Under the deal, Boeing will receive $349 million, and Northrop will get $329 million, over a three-year period to continue parallel development of preliminary designs of America's next-generation ICBM.
In 2020, the Air Force is expected to decide which company will build the projected 400-missile fleet as part of its Ground Based Strategic Deterrent program.
Lockheed Martin, the largest single contractor for the US government in 2015, as well as being the developer of the beleaguered F-35 Joint Strike Fighter program, competed for the project but did not make it to the final round.

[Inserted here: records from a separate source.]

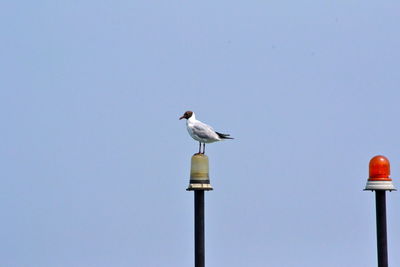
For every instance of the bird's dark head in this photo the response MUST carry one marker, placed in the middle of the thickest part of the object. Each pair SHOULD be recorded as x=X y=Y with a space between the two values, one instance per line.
x=187 y=115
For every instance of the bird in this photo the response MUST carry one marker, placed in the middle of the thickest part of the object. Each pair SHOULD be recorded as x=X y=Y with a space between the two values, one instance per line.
x=202 y=132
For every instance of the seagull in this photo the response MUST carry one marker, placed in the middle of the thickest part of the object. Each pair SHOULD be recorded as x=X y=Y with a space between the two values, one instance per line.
x=202 y=132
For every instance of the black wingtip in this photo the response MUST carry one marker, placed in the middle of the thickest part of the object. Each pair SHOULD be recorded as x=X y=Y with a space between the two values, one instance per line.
x=224 y=136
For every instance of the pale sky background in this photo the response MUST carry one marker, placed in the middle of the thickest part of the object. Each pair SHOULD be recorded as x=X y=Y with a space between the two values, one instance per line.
x=95 y=163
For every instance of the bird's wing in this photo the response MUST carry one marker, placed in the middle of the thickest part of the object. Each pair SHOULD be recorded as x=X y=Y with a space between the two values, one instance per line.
x=204 y=131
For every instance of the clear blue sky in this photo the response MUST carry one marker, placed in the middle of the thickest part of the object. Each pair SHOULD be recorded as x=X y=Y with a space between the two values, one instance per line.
x=95 y=163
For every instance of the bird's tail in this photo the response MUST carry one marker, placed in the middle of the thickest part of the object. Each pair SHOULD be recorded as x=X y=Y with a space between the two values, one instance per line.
x=224 y=136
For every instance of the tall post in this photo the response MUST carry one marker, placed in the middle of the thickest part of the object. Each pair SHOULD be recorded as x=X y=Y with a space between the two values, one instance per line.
x=199 y=182
x=379 y=181
x=381 y=232
x=199 y=253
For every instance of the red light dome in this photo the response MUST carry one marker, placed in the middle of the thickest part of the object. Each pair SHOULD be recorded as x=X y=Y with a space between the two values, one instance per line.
x=379 y=169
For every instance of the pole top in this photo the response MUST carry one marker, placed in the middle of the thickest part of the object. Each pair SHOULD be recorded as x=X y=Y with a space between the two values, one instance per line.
x=379 y=174
x=199 y=173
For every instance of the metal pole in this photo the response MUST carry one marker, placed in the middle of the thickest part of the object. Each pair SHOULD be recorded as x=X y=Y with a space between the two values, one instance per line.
x=381 y=232
x=199 y=251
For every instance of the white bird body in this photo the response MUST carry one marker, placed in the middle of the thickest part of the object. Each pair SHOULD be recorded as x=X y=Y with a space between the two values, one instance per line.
x=202 y=132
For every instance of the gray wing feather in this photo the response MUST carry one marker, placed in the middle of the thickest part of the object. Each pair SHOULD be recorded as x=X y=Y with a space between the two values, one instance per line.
x=203 y=131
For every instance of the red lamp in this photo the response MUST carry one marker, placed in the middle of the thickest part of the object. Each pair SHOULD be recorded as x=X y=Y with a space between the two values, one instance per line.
x=379 y=172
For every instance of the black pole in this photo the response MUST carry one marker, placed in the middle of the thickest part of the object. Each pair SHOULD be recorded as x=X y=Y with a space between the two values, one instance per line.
x=381 y=231
x=199 y=253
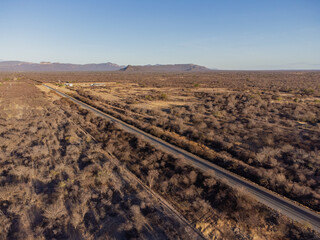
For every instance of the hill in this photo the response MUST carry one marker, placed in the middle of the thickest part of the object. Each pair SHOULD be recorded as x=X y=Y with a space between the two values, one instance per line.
x=166 y=68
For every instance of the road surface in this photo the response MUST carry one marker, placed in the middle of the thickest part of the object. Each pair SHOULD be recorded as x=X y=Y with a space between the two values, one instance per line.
x=285 y=206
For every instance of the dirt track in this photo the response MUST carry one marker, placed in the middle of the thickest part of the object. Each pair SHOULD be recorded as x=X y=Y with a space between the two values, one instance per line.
x=55 y=182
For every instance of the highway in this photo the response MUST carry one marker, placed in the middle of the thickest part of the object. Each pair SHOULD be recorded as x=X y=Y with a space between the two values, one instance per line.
x=285 y=206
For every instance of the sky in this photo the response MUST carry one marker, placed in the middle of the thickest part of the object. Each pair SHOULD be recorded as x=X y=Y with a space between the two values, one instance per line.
x=223 y=34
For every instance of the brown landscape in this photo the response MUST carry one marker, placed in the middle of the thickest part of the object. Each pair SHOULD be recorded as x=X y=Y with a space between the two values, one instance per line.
x=66 y=173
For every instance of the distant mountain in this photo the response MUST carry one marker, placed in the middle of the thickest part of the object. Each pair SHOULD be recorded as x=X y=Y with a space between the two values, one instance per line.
x=166 y=68
x=17 y=66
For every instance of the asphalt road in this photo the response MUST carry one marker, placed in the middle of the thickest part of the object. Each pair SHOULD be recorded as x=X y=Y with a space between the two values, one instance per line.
x=275 y=201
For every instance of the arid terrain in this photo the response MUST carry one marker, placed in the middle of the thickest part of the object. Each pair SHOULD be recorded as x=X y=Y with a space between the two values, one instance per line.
x=264 y=126
x=66 y=173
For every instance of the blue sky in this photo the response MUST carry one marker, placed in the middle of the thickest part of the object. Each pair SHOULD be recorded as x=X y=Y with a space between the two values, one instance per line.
x=224 y=34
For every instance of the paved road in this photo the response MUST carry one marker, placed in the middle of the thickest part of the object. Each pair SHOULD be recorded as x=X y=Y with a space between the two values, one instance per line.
x=271 y=199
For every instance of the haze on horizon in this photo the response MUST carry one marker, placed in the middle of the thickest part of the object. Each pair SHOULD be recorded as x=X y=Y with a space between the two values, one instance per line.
x=216 y=34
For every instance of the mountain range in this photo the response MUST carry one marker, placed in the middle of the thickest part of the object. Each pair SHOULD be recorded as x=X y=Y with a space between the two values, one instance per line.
x=165 y=68
x=19 y=66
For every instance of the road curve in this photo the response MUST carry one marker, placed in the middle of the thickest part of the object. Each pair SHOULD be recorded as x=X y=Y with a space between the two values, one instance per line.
x=263 y=195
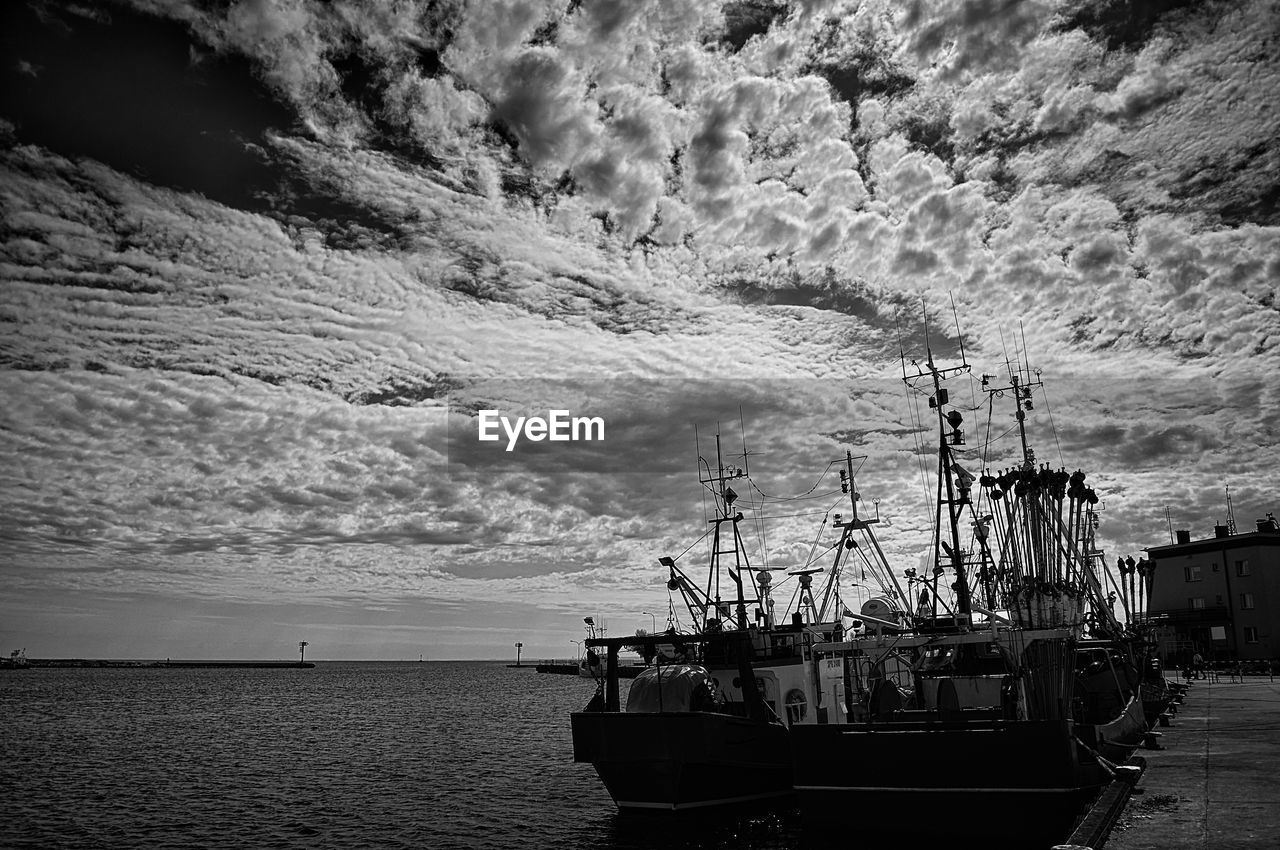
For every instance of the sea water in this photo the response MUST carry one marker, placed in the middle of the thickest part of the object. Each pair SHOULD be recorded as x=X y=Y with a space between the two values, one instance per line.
x=415 y=754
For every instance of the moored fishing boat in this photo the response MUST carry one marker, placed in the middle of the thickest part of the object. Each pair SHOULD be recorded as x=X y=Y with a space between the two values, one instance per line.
x=997 y=707
x=707 y=723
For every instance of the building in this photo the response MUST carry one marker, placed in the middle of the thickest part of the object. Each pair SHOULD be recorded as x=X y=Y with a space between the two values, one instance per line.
x=1219 y=595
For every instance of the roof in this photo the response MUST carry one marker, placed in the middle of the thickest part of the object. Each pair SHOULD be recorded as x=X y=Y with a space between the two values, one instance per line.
x=1246 y=540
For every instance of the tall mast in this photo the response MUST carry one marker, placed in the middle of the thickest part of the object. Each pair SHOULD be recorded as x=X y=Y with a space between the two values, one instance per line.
x=951 y=498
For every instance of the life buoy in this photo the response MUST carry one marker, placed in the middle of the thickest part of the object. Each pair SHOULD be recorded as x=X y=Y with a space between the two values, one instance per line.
x=796 y=705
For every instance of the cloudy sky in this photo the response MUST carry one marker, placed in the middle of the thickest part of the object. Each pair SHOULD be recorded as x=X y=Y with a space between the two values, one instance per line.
x=264 y=261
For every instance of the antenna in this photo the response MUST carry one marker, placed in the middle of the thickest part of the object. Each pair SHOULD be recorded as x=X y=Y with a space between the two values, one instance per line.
x=959 y=337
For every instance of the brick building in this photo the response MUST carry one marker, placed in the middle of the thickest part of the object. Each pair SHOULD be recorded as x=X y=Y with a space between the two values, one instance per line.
x=1219 y=595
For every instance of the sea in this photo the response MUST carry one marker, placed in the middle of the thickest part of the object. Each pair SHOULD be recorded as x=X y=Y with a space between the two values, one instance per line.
x=360 y=754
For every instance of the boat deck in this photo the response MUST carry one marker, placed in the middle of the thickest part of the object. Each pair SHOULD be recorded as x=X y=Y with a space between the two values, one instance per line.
x=1214 y=784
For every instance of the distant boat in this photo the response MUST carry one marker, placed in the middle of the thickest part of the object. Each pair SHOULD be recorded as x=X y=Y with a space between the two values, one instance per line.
x=17 y=659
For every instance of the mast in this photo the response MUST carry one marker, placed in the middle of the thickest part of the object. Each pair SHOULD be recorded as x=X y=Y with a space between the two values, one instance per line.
x=954 y=484
x=725 y=499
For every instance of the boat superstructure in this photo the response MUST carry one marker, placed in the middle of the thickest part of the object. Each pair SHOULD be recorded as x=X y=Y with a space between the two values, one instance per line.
x=707 y=725
x=1010 y=688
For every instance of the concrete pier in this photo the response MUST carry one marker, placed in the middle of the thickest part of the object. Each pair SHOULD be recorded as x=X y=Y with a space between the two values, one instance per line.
x=1214 y=784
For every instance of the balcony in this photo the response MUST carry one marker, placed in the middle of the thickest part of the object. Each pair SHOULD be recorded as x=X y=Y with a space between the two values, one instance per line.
x=1206 y=616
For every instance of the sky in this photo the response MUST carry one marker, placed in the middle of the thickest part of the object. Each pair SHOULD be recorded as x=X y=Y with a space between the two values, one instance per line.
x=264 y=263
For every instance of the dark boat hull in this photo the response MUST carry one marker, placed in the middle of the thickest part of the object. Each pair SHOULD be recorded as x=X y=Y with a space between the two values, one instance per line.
x=952 y=780
x=680 y=761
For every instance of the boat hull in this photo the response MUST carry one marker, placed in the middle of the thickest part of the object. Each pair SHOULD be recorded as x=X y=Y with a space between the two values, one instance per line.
x=681 y=761
x=952 y=780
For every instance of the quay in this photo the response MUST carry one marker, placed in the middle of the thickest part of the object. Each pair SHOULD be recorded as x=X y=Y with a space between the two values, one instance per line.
x=97 y=662
x=1212 y=784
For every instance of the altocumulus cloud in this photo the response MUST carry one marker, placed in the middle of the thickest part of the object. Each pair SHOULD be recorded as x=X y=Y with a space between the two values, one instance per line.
x=238 y=392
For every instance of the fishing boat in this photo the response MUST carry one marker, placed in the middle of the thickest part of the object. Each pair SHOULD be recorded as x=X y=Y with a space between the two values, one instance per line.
x=996 y=704
x=707 y=722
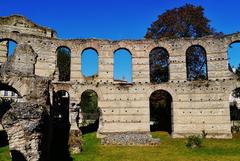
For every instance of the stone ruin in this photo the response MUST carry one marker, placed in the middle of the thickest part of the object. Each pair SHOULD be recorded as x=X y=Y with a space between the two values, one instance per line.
x=125 y=115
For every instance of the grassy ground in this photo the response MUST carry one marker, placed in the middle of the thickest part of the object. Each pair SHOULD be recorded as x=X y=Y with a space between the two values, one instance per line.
x=168 y=150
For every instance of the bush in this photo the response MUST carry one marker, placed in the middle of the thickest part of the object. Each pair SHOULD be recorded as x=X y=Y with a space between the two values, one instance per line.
x=235 y=129
x=194 y=141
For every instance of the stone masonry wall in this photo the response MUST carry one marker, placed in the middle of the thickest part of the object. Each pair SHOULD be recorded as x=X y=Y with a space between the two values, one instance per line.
x=196 y=106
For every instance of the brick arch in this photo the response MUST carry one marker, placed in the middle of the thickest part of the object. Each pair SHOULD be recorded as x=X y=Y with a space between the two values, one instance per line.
x=167 y=89
x=204 y=54
x=151 y=47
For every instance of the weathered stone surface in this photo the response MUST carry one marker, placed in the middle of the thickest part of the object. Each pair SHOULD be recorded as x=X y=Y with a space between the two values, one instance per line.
x=130 y=139
x=21 y=63
x=196 y=106
x=25 y=124
x=75 y=141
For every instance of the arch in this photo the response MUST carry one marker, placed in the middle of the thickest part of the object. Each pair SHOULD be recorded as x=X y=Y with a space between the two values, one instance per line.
x=234 y=100
x=60 y=126
x=160 y=104
x=122 y=65
x=159 y=65
x=64 y=63
x=90 y=111
x=89 y=61
x=60 y=109
x=233 y=58
x=7 y=48
x=196 y=63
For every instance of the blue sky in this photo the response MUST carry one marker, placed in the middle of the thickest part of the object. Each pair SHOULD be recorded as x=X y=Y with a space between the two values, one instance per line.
x=116 y=19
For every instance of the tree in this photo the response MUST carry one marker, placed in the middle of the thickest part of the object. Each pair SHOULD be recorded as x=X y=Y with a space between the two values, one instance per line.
x=185 y=21
x=238 y=71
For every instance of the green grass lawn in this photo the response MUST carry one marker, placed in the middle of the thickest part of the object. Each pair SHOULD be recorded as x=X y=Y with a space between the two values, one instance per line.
x=169 y=150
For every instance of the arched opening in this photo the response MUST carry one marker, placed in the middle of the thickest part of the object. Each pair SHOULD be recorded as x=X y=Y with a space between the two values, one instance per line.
x=90 y=63
x=60 y=110
x=90 y=111
x=196 y=62
x=234 y=101
x=60 y=126
x=7 y=48
x=64 y=63
x=8 y=95
x=159 y=65
x=233 y=57
x=161 y=111
x=123 y=65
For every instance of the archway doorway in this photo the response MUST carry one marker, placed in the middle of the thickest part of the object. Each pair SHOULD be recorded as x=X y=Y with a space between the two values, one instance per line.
x=161 y=111
x=60 y=126
x=234 y=100
x=8 y=95
x=89 y=111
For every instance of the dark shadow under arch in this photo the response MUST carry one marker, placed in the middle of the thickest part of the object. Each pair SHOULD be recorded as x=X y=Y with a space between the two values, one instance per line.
x=122 y=65
x=59 y=127
x=159 y=65
x=160 y=103
x=89 y=62
x=90 y=111
x=64 y=63
x=196 y=63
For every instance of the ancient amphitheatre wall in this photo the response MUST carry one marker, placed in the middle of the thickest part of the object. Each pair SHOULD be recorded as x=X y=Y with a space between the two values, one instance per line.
x=196 y=105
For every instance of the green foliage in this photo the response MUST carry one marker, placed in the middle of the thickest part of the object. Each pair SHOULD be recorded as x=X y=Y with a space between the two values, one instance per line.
x=235 y=129
x=194 y=141
x=238 y=71
x=185 y=21
x=169 y=150
x=63 y=63
x=89 y=105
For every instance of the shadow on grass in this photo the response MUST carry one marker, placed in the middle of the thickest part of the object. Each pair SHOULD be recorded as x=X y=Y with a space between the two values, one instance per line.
x=90 y=128
x=3 y=138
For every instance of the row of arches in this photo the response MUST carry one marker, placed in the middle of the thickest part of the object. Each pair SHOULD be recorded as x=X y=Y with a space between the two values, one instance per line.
x=196 y=62
x=158 y=59
x=89 y=63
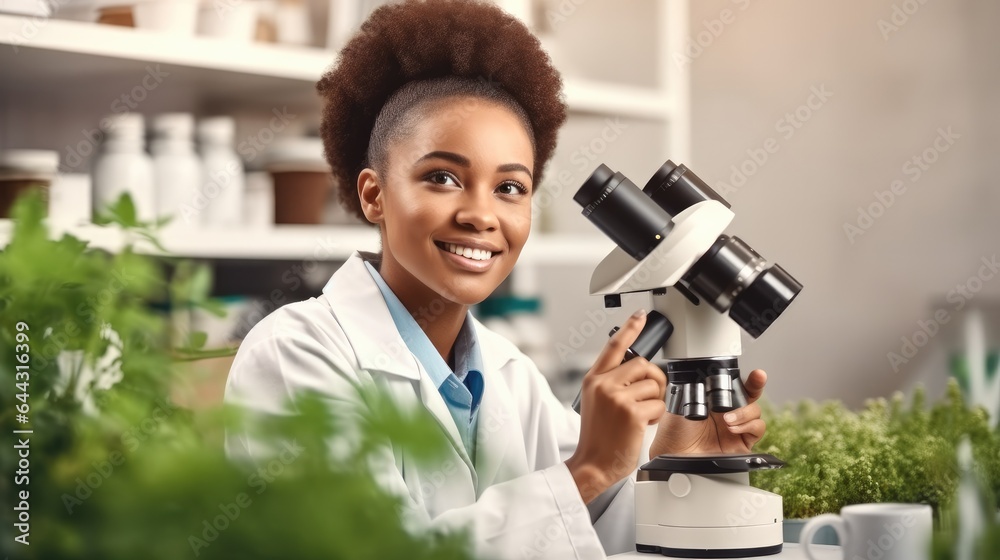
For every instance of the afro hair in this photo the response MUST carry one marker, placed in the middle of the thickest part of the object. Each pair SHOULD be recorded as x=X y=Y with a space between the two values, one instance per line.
x=425 y=40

Entering service in 1970, the venerable Minuteman III variant ICBM has seen improvements over the decades, but a major upgrade is now said to be essential to maintain what the Pentagon asserts is its nuclear "triad" of ground-, air- and sea-deployed nuclear bombs.
"Things just wear out, and it becomes more expensive to maintain them than to replace them," said Air Force Secretary Heather Wilson in a statement.
The contracts come amid escalating tensions between Washington and Pyongyang. The People's Democratic Republic of Korea (DPRK) has repeatedly threatened to strike areas around the US territory of Guam with medium-to-long-range strategic ballistic missiles.
The US military is in the process of modernizing its aging nuclear weapons systems, buying new stealth bombers, submarines and missiles.
The Washington-based nonpartisan Arms Control Association has estimated the cost of US nuclear weapon modernization at a minimum of $1.5 trillion over a three-decade period.